Getting out of the line of fire, renewing the bishop pin of the d4 pawn, locking the black knight on c6 (Nxd4; 22. Bxd4, Q or Rxd4; 23. Nb5 dis ch) and hitting f5.

21... g6 22. Na4 Qb4

Or Qc7; 23. Rh3 or Re1 or Rd3 look promising.

23. a3 Qa5 24. Bxd4 Kb8 25. Bc5 Rc8?!

25... Bxc5 26. Nxc5 (26. Qxc5? Qxa4) 26... Nd4! 27. Qc4 (or 27. Rxd4 Rxd4 28. Nb3 Qd5 winning) 27... Qxc5 28. Qxc5 Nb3+ winning a piece. White's next is pure instinct for a tiger. The rest of the game is pure swamp on swamp as we each try to out-hustle the other.

26. Rd7 Nd4

Surely White loses the bishop? However now the Rd7 is on the business side of Black's knight. Only one move keeps White in the game.

27. Qg2

Threatening mate at b7.

27... Nb3+

Someone once said never force your opponent to play a move he wants to play anyway. Anyway....

28. Kb1 Qb5

or 28... Nxc5 29. Nxc5 crunches on b7.

29. Rxe7 Nxc5 30. Nxc5 Rxc5

Reaching the time control. Black has quite a lead on the clock in a quickplay finish, so White must rustle upsomething

31. Qd2

And White offers a draw, letting Black believe I don't think I have any winning chances, which of course Black declines.

There comes a moment when a kill is no longer clear, but it's psychologically hard to accept the other guy deserves to live after being chased all over the forest for the previous hour. So one plays on for a loss in the climactic final 30 minutes. I've done it so many times. Of course Black's quite entitled to play on with all those bits surrounding my king, but now he's so busy tring to win down my end that he might not look too carefully what's happening around his own goalmouth. (OK, ok I know I'm mixing horror spoofs with footballing metaphors but have you seen some of those soccer stars' haircuts lately?)

31... Rhc8 32. Rd1 Rc2 33. Qd6+

Setting a devious trap, which the immediate Qb4 would not.

33... R8c7 34. Qd8+ Rc8 35. Qd6+ Ka8 36. Qb4 Qxb4 37. axb4 R2c7??

Black has overlooked the difference between a K on b8 and a8 in his eagerness to play on.

38. Rxc7

And Black resigns in view of Rxc7; 39. Rd8+ and mates.


I've decided to give up ultra-violence for a while and return to the solid technique that originally got my grade up into the 150's.
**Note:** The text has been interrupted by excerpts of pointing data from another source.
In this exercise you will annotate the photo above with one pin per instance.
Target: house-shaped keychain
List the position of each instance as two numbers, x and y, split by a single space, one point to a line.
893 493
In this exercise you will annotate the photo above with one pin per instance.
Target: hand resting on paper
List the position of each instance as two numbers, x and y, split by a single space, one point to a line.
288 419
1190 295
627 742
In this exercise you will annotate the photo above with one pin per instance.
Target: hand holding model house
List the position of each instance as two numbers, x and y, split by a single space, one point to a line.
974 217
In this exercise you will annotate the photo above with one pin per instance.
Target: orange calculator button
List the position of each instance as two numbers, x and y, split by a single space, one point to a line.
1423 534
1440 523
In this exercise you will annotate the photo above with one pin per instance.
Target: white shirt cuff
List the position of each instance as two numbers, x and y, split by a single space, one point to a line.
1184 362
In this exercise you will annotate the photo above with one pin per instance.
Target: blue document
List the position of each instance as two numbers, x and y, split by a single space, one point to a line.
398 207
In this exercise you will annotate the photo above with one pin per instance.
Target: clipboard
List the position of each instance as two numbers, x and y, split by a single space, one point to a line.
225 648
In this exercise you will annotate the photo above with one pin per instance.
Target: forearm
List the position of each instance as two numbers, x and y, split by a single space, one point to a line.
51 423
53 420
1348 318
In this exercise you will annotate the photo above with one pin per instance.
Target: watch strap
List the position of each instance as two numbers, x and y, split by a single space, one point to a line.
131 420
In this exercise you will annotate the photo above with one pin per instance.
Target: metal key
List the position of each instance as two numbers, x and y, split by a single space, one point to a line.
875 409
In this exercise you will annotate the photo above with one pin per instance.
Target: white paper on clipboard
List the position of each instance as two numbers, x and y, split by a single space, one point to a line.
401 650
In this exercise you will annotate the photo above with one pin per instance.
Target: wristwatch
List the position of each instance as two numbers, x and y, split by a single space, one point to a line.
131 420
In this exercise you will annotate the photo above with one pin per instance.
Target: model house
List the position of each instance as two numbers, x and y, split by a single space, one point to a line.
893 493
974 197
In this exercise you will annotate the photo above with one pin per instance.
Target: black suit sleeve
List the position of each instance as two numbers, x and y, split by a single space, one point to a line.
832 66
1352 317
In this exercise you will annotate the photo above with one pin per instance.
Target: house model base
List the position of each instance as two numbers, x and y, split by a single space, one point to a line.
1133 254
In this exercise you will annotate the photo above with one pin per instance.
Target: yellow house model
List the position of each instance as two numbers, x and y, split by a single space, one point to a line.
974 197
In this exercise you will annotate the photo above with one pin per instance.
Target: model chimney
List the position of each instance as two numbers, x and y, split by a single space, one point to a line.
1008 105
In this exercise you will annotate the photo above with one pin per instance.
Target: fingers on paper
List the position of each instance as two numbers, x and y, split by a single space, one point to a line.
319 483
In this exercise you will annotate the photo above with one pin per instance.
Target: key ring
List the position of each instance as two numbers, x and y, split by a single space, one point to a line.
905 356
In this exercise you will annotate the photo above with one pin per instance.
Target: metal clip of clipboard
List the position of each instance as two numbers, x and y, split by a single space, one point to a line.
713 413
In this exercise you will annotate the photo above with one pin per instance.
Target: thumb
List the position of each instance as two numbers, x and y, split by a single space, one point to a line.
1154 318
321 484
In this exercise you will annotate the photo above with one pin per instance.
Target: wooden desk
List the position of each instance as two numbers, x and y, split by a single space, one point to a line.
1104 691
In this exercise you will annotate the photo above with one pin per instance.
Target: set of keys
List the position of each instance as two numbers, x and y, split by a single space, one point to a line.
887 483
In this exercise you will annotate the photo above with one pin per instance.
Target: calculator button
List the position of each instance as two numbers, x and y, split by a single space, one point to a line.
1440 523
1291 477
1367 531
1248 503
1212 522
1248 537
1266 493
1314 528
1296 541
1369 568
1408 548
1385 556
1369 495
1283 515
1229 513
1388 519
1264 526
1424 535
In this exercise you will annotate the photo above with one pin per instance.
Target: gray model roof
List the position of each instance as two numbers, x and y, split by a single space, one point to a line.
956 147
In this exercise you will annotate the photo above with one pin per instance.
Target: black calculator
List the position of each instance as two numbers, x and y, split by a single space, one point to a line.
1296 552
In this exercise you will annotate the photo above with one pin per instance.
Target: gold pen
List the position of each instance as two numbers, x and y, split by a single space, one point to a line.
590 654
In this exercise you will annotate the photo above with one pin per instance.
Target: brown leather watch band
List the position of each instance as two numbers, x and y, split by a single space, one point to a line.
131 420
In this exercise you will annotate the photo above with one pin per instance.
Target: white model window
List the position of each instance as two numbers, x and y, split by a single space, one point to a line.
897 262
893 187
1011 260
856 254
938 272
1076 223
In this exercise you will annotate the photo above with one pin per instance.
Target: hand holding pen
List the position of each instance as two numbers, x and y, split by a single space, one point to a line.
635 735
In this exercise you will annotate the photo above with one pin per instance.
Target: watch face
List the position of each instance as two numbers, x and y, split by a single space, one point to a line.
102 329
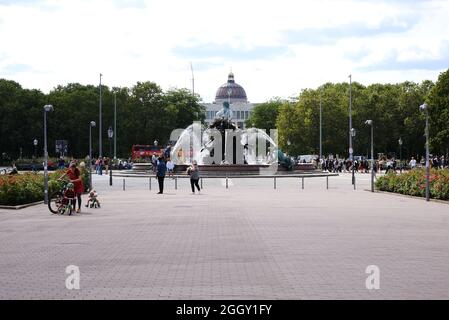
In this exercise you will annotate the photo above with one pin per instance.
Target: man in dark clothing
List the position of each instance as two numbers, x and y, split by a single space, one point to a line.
160 173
Swamping is all very well when you want to try to snatch a point off a heffalump. But ultimately the way to success in chess is paved with self-restraint, careful planning and hard analysis, as described in Nimzowich's My System and Kotov's three books Think/Play/Train Like A Grandmaster.


I'll leave you with some closing thoughts on The Way of the Swamp:

To swamp or not to swamp, that is the question. Whether 'tis nobler to 'ave a right good go and enjoy chess to the max.

Do not concern yourself with victory or defeat, be one with the moment. And the moment is jammy.

Don't try this at home Unless you too are a man or woman not afraid of the feel of jam on your hands.